Authorities in China have revealed that the country’s trade surplus hit a record high of US$28.7 billion in the month of August. According to custom’s data, China’s exports for the month of August amounted to US$134.9 billion, reflecting an increase of 21.1 percent compared with the same period last year, while imports increased by 23.1 percent, reaching a figure of US$106.2 billion. China’s trade surplus with its biggest trading partner the European Union, rose by 25 percent, while its trade surplus with the U.S. increased by 16.6 percent.

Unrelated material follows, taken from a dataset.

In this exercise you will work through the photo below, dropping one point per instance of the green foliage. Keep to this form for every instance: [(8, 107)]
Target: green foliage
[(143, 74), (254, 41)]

China’s foreign trade partners have been voicing concerns for some time now that an artificially low yuan is giving an ongoing unfair advantage to its exporters and this new data may place increased pressure on China to revalue its currency. While some dispute the value of these concerns, the fact remains that China’s exports are growing, despite local news reports of factories closing. It seems that smaller, inefficient producers are going out of business, while large exporters continue to expand production. Additionally, more Chinese are buying local products, resulting in a decreased demand for imports. Other factors contributing to the trade surplus include a decline in imports of refined oil products now that the Olympic Games are over, falling crude oil prices and the appreciation of the US dollar against other major currencies.

Official statistics show that inflation decreased from 6.3 percent in July to 4.9 percent in August, below the 5.3 percent that economists were predicting. August’s inflation figure is the lowest since June 2007 when inflation registered at 4.4 percent. This is likely to have been influenced by measures taken by Beijing that included price controls of basic food items, raised interest rates and subsidies to farmers to encourage increased production.

Statistics released by China’s Ministry of Commerce showed that US$67.7 percent of foreign direct investment took place in the country during the first eight months of the year, reflecting an increase of 41.6 percent over the comparable period of 2007. This is seen as a vote of confidence in China’s economic potential. However, with the economic downturn hitting Europe, exports to European countries, as well as to the cash-strapped United States, are likely to slow down in the remainder of 2008, which could hamper the phenomenal export growth that China has been enjoying up to now.